Depressed Anonymous, 3rd edition. (2011) Depressed Anonymous Publications. Louisville. Page 97. Step Eleven.

NOTE: These two books, The Depressed Anonymous Workbook and Depressed  Anonymous,3rd edition, can be purchased together as the HOME STUDY KIT. Please VISIT THE STORE on how to order.

“MADE A DECISION TO TURN MY LIFE AND MY WILL OVER TO THE CARE OF GOD AS I UNDERSTAND HIM.

AFFIRMATION

I admitted that I was powerless over depression -that my life had become unmanageable. I now choose freedom instead of security and place my trust and hope in God’s guidance and direction. Help me trust in you, O God.

REFLECTION

I know as I immerse myself in the program, the more I seek the security of not having to feel pain -not having to forgive and never getting angry, I will indeed have security, the security of the high walls of a prison.
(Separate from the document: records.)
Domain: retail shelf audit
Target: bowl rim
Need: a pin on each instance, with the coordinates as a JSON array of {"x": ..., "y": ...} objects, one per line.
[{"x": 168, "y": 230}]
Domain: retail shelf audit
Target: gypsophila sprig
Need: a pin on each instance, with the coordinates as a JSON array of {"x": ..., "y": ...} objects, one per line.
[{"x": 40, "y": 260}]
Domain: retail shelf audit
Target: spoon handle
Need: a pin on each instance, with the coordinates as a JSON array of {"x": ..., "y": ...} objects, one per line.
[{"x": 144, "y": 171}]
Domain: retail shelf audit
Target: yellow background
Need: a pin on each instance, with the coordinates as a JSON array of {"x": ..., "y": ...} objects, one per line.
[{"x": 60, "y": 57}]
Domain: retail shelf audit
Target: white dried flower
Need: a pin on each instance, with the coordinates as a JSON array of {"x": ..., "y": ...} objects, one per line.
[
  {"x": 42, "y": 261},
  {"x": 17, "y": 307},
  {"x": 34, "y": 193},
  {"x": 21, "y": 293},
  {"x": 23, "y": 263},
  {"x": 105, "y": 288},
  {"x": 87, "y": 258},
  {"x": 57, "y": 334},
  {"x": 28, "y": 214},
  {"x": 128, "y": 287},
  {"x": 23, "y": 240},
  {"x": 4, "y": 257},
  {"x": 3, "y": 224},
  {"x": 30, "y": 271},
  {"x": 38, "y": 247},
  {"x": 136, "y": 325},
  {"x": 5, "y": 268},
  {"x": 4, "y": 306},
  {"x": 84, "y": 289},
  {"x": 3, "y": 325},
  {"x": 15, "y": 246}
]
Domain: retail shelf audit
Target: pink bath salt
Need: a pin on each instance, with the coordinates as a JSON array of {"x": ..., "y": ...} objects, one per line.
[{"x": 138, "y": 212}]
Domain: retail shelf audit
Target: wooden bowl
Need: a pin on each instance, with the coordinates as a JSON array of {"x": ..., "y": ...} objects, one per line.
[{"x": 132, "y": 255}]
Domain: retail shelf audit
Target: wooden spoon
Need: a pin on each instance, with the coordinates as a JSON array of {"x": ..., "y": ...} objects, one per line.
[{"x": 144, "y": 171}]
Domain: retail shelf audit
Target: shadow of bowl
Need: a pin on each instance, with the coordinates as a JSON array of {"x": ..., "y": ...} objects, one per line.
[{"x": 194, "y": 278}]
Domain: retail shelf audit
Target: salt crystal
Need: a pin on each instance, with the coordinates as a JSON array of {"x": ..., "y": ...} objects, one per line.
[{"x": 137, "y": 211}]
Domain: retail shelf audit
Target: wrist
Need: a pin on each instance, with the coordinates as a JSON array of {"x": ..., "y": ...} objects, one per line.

I will always be able to predict how I feel. It will never change. I was always told that by being good and trying to be as perfect as I could, I would be happy.  Somehow this doesn’t work. I have worked at being good, always doing my best, but I still ended up in the prison of depression. What went wrong?  For today I will choose to be someone different. I will call a friend and/or I will take a walk. I will begin to  work on myself, trusting that my God or Higher Power will begin to help me find a path out of this prison that I have constructed. Today. I will trust myself to trust the God of my understanding.

MEDITATION

We need today, to allow ourselves the opportunity to take responsibility for the way we think and feel. It is our responsibility to finally yield to God, to trust the God as we understand him and let him enter into our life. (Personal comments). Steps 1, 3.